Antonio debutó en un semanario llamado Sudoeste Express, más viejo que la fuente de la Polka, y en 1983 apareció tierno por aquella Almería de alsinas y N-340 a hacer prácticas en el Ideal de Miguel Ángel Blanco. Y de ahí a La Crónica, a La Voz de Almería y a Canal Sur donde ha colgado el micrófono y los polvos del maquillaje, después de 43 años de entradillas, titulares y totales. Se sabe de él también -de este Hermosa aún juvenil, con edad de ser yayo puñetero- que es teatrero o teatral, que ha representado en las tablas libretos de Oscar Wilde y que es un cómico de los de antes, como aquellos Galvanes que aparecían acarreando maletas en Viaje a ninguna parte.

De lo que no se sabía hasta hoy tanto de Antonio, del bello Hermosa, es de lo que guarda en la nevera, en su nevera, el sancta sanctorum de cualquier hogar, con permiso de la alcoba. No es un frigorífico- el del periodista jubilado, pero no retirado- que destaque por su esplendor. Es más bien un frigorífico mustio -al contrario que su dueño- lo que asoma por la puerta del refrigerador: un solitario botellín de cerveza como único superviviente de la batalla del fin de semana; muchos quesitos acumulados, como si se fueran a acabar las vacas; mucha mantequilla Flora y poca fruta, por no decir ninguna, solo se adivina algún pimiento verde en el último estante y los restos de una Fanta de naranja que parece que fuera abierta en tiempos de Santiago Martínez Cabrejas. Ni atisbo de carne o pescado o de un buena tripa de Cantimpalo.
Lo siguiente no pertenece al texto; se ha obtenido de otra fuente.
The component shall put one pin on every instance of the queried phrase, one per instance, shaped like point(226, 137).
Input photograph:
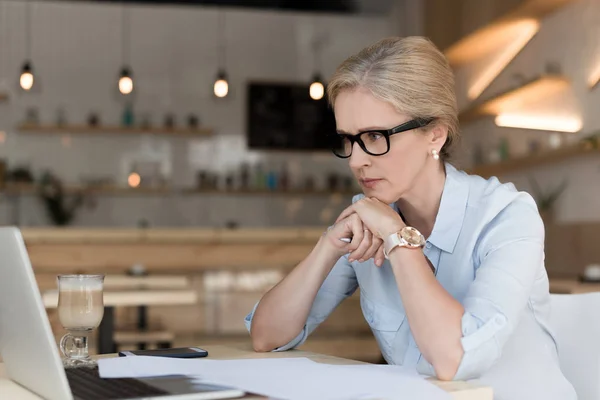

En las baldas de la puerta acumula Antonio más mantequilla y algo de sobrasada y debajo unos artefactos que uno no sabría identificar ni decir por qué están en la nevera. En la leja de las bebidas, un bote de leche Omega 3, nata montada, un zumo de piña, y agua mineral. Moraleja: mucho lácteo como corresponde a alguien que dicen que siempre ha estado como un queso.